Sramana Mitra: Even so, does it really make sense for all enterprises to design and architect the entire solution on their own? You are probably much more technology oriented than many other IT shops. I have to believe that there are many other IT shops outside the technology vertical that don’t want to do a lot of development and don’t want to do as much designing as we think. It should be at least somewhat ready, right?
Diane Bryant: I completely agree with you. What you are hitting on, though, is why it isn’t happening. I do believe that we will evolve to a state where there are standards that define how these cloud environments are secured and managed. When you have those standards, that is when you get all kinds of innovation and solutions, full-time solutions, that aren’t proprietary. That is why I say we are a relatively new era. We all want to go to a cloud because it provides great TCO on utilization and agility inside of IT. It provides great business value because when the business group says I want an app, I want a new solution, it takes us now minutes instead of months, which is a huge value to the business. We all want to go there, but you are right, if you are a private cloud and you are a large enterprise and you want to go there, you say, I will just do it myself. It is a big investment. It is a big industry.
Sramana: It also requires a tremendous amount of expertise. You have to figure out every single piece of this puzzle, including exactly what the security is going to be around all this.

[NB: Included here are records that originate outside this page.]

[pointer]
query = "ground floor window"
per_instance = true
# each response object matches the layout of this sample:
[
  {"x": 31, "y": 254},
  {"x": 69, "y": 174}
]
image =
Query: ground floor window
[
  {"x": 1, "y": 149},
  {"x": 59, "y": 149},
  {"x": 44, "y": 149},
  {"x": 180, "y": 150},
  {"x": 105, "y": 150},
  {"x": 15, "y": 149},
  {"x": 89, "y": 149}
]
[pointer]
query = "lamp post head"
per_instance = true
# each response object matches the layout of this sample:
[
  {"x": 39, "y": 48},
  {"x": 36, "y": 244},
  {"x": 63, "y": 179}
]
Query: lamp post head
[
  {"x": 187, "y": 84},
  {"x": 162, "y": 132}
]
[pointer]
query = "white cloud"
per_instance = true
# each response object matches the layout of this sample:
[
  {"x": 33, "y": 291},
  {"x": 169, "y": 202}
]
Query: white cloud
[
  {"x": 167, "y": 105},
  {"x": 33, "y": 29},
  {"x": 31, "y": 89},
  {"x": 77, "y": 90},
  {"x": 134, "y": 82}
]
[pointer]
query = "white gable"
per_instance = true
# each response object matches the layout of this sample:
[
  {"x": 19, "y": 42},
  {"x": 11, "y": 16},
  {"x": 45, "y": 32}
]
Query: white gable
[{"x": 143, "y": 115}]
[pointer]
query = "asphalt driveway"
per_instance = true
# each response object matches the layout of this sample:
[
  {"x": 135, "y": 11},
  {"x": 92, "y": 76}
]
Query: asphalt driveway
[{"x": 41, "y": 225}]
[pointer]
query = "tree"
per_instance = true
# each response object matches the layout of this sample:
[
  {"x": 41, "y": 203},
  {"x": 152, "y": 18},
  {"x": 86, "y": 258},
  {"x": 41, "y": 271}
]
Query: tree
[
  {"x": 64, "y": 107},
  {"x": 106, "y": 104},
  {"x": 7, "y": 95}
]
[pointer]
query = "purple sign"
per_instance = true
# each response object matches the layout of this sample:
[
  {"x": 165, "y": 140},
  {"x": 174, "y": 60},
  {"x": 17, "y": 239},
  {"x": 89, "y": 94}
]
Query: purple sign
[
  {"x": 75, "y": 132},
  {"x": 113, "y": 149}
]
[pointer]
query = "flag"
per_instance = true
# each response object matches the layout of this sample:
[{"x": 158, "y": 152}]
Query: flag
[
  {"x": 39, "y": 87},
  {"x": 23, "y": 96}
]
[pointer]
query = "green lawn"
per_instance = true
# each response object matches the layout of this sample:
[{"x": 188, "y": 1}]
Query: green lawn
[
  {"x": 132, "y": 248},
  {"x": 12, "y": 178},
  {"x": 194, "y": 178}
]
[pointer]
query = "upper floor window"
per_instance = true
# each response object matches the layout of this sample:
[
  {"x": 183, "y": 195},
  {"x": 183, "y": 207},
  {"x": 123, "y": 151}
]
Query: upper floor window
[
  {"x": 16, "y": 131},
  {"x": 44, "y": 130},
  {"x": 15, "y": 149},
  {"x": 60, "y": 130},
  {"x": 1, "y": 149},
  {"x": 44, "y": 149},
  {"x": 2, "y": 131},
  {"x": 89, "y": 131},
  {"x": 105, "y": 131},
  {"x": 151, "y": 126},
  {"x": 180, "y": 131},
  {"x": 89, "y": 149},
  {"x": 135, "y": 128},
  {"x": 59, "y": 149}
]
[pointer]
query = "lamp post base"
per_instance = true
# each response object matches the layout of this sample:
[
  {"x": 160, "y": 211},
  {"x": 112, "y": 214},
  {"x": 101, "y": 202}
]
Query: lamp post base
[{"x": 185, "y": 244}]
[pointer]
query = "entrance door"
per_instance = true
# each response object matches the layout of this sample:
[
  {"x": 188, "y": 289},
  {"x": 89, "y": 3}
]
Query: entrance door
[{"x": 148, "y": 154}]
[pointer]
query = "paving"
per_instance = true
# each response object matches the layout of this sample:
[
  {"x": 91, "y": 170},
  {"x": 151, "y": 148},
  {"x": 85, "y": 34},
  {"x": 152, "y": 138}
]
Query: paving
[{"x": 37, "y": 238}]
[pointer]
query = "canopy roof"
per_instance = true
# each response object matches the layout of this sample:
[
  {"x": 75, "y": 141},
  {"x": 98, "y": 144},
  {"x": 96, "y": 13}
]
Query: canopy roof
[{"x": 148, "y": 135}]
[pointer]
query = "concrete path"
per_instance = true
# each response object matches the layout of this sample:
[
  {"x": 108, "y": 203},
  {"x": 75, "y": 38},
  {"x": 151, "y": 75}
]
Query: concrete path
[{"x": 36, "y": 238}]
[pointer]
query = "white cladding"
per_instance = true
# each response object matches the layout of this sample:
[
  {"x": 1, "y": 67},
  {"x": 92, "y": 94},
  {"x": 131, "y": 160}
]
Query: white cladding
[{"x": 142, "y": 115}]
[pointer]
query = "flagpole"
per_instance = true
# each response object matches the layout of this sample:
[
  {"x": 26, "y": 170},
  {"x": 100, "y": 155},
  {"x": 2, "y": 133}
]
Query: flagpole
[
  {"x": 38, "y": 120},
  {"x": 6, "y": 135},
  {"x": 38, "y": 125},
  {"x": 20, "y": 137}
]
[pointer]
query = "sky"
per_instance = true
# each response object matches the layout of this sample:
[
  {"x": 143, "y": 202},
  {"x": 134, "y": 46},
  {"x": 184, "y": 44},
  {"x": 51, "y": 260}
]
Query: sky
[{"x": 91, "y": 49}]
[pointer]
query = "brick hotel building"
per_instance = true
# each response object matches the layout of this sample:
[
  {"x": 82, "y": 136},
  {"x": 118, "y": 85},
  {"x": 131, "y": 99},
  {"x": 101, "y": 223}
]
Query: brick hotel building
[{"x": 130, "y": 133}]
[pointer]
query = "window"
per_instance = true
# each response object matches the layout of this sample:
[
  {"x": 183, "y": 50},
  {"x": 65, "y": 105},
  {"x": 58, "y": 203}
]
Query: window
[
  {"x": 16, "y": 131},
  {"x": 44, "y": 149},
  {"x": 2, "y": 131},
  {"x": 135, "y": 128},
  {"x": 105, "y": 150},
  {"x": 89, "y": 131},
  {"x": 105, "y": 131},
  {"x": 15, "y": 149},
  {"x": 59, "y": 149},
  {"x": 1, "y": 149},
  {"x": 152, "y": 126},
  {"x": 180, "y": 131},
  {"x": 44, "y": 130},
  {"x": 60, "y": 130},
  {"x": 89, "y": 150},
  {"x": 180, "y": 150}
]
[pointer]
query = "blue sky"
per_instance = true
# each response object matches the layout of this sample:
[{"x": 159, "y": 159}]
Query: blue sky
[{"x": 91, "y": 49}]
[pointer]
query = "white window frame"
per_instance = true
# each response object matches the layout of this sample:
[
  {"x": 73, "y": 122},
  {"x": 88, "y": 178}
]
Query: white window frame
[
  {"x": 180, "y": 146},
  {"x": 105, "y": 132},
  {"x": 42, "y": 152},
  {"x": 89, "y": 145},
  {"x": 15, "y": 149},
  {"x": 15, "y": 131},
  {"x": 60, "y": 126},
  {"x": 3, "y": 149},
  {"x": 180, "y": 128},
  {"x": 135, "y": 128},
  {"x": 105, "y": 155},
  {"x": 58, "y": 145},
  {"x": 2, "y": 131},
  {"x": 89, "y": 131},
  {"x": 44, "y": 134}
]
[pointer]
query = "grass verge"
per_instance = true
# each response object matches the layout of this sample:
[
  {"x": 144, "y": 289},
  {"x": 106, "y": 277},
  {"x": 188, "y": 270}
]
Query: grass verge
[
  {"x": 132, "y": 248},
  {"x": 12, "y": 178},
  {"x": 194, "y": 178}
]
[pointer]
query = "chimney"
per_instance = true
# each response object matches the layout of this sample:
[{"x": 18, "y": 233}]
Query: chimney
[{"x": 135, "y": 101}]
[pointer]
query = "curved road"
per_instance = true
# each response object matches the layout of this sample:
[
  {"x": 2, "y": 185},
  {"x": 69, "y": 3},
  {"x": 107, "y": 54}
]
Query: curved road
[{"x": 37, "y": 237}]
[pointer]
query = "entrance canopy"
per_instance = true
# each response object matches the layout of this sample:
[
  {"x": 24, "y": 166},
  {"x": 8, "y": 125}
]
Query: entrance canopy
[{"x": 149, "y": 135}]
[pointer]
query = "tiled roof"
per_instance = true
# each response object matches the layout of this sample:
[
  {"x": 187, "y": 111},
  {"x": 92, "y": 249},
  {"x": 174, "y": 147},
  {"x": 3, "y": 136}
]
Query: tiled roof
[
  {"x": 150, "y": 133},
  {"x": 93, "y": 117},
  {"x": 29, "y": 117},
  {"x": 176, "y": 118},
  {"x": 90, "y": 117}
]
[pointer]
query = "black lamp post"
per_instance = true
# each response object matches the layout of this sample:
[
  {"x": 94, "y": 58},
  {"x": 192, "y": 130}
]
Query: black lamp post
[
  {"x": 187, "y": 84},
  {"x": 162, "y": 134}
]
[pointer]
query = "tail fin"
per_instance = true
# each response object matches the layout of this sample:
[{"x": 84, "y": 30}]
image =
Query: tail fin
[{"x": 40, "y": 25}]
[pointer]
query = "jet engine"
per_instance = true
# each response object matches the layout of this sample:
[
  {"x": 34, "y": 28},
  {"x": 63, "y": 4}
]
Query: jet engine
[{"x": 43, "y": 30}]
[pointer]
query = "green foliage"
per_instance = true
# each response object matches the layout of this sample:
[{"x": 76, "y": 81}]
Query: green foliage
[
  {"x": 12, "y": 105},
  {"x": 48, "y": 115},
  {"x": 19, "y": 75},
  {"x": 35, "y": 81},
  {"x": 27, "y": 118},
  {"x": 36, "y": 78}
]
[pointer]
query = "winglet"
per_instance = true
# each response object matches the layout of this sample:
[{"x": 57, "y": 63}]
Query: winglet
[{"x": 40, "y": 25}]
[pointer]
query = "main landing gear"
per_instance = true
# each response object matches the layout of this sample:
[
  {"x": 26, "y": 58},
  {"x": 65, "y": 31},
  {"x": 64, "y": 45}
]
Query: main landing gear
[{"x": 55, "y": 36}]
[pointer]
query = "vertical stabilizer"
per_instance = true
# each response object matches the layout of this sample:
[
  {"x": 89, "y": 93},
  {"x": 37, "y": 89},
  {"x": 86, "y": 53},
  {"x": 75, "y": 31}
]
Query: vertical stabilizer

Diane: If you are not as lucky as I am, I guess, I can recruit and put some of our people on it. All of us don’t have virtualization expertise or security virtualization expertise. What does it mean to be compliant in a virtual environment? All of that is new.
Sramana: Very few people can get world-class experts in each of those areas in their IT organizations.
Diane: Right. What I believe happens is the people who are going to the cloud don’t have that expertise and have a high enough cost structure internally. They haven’t done a good job in driving down the cost of running their own IT organizations and so it is a cost advantage back to privacy. The prior comment – about why people aregoing external – the problem is because there are not standards. You go to an external cloud provider. That external cloud provider is also, like us, learning and maturing, so they go down. I am sure you saw recently that Amazon crashed.
They are just like us. They are trying to figure this out, too. What you need to do, and what we need to do, and what Open Data Center Alliance, the 35 CIOs they are joining, need to do is to try to drive standards for the cloud. Once you have standards, you have standard interfaces. Then you can get the kind of innovation cycle going that we have seen in the computer industry for the past 60 years. Once there is a standard that everybody can develop against, that is when we get the innovation. I think what is lacking in public cloud today is security and a better cost model so that those of us who have a good IT environment are compelled to go there. Otherwise, it is just going back to the mainframe days where we all had that proprietary stack and we paid dearly, year after year, for that service.
Sramana: Let’s take that issue of reliability. What is your strategy, especially now that you and your peers have been alerted to “What if that happens to us?” What are you doing about reliability?
Diane: Well, I certainly think that it says a lot about private clouds until the public cloud matures. When I said 80% of our office and enterprise applications can be virtualized and put into the cloud, the 20% that can’t is going through every single app. There are certain apps we are not going to risk. I think everybody needs to go through that. If I was an Amazon customer, I would hope that I went through that in our offices and said, I am going to move this to the Amazon cloud, but this I am going to keep inside of my own firewall because I just can’t risk it.
I hope that they did that. The problem is if you did that, now you are dealing with a mixed environment, which is very hard, dealing with external cloud management of some of your apps data. An internal cloud management of your apps data is a complex world, but we’ve gone through everything that happened and said we are comfortable putting it on a shared environment. Any systems that have security function, the process through the firewall, that we’re not going to put in cloud — or private cloud — anything that has anything to do with enterprise authentication, like active directory, that is going to remain an undedicated hardware, anything that has high volume data, Intel’s highest top secret documentation, we are just going to be on stand alone. We are just not going to risk it leaking. You have to go through all of your apps and data associated with apps and say, “What am I just not willing to risk?” And then don’t put that in the cloud.